Chie podia ser um pouco inconveniente, mas era uma garota de bom coração e muito divertida. Ao desligar o gravador, seu tom profissional desapareceu e ela riu ao comentar sobre algumas respostas que dei, não pude evitar gargalhar junto. Ela me chamou para beber com sua turma novamente, recusei. Queria ver se Méilie ainda atuava no clube.
Me despedi e andei animadamente pelos corredores até ouvir algumas pessoas cantarem Parabéns. Parece que alguém fazia aniversário. Eu quis saber quem era o aniversariante e fui em direção a sala de música, de onde vinha a canção.
As garotas do clube de canto saíram juntas enquanto cantarolavam para o aniversário de Kaila.
— Parabéns pelo seu aniversário de dezesseis anos — disse uma menina de cabelos castanhos.
— Thanks, garotas. Foi ontem, mas não me importo de comemorar novamente hoje. — Ela respondeu, fazendo-se de modesta.
— Ontem não tivemos tempo para comemorar, né? Vamos sair e cometer loucuras! — Elis sugeriu.
As garotas do clube de canto saíram cantando pelos corredores. Ela não parecia preocupada que Ali não estava aqui para comemorar seu aniversário. Será que os problemas pessoais que ele disse ter, tem a ver com Kaila? Ele não queria vê-la? Brigaram novamente? Ah! Estou andando muito com a Chie e Méilie para começar a me importar com fofocas alheias. Continuei o meu caminho, e subi as escadas até a sala de teatro.
Mirela ficou surpresa ao me ver novamente. Olhei para o palco e observei Jamal e Ítalo atuando juntos com Mei Pasu. A cena era cómica de se ver. Ítalo fazia o papel do melhor amigo do ex ciumento, enquanto Mei era uma árvore mágica. Ela não parecia nada feliz com o papel que recebeu.
Decidi ir atrás de Méilie, a encontrei conversando com Chang, bem próximos um do outro. Minha amiga soltava risadinhas bobas. Notei que os seus mindinhos estavam entrelaçados. O quê?! Eu não podia acreditar que Méilie se sujeitaria ao papel de amante! Ela tendo um crush nele, ok, mas se ele retribuísse seria um problema, ele tem namorada, oras!

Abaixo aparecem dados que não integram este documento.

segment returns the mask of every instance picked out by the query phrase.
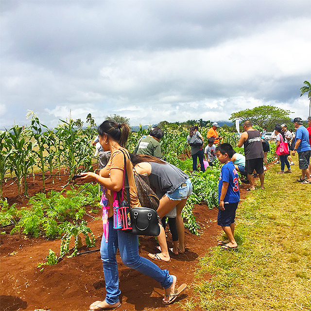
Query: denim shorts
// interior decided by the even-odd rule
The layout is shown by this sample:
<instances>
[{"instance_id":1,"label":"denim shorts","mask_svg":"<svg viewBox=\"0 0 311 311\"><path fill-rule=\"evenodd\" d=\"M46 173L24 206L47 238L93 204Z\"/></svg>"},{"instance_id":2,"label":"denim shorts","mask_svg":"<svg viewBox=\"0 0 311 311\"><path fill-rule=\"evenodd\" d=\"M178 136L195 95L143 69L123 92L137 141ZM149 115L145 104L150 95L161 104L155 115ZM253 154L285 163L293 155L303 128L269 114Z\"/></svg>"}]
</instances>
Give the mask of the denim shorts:
<instances>
[{"instance_id":1,"label":"denim shorts","mask_svg":"<svg viewBox=\"0 0 311 311\"><path fill-rule=\"evenodd\" d=\"M192 193L192 185L189 178L187 178L185 182L173 192L168 193L165 195L170 200L180 201L187 199Z\"/></svg>"}]
</instances>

Cheguei logo no meio dos dois, fazendo-os se afastarem. Tomei Méilie pelos ombros e a levei para longe do garoto, assim que fôssemos para o quarto eu daria uma lição de moral nela.
***
Levei Méilie para o nosso quarto assim que os ensaios do clube terminaram. Fechei a porta com raiva e a encarei.
— O que aconteceu entre vocês dois? — Perguntei.
— Nada, ainda. — Ela deu ênfase na palavra “ainda”.
— Você não acha errado se relacionar com um rapaz que tem namorada?
— Se eu fosse namorar o Chang… — Ela soltou uma risada sonhadora. — …óbvio que eu pediria para ele terminar com a Elis. Mas não se preocupe, ele nunca vai me notar.
— Não vai te notar? Vocês dois estavam claramente flertando!
— Ele é lindo demais pra mim. — Seus olhos demonstraram tristeza.
— Méi… não diga isso, você é linda!
— Não só isso, ele é um Pasu e eu apenas uma Semitochi, ninguém de um clã grande ousaria a se relacionar comigo. Eu não tenho chance alguma contra a Elis.
Não sabia o que dizer neste momento, apenas a puxei para um abraço amigável. Em meus braços ela soluçou e se odiou de pertencer a um clã pequeno, desejava ser uma Genesi, como Elis. Eu gostava de Méilie, independente de qual clã ela pertencia, se um garoto não a quisesse por tal motivo, ele não a merecia.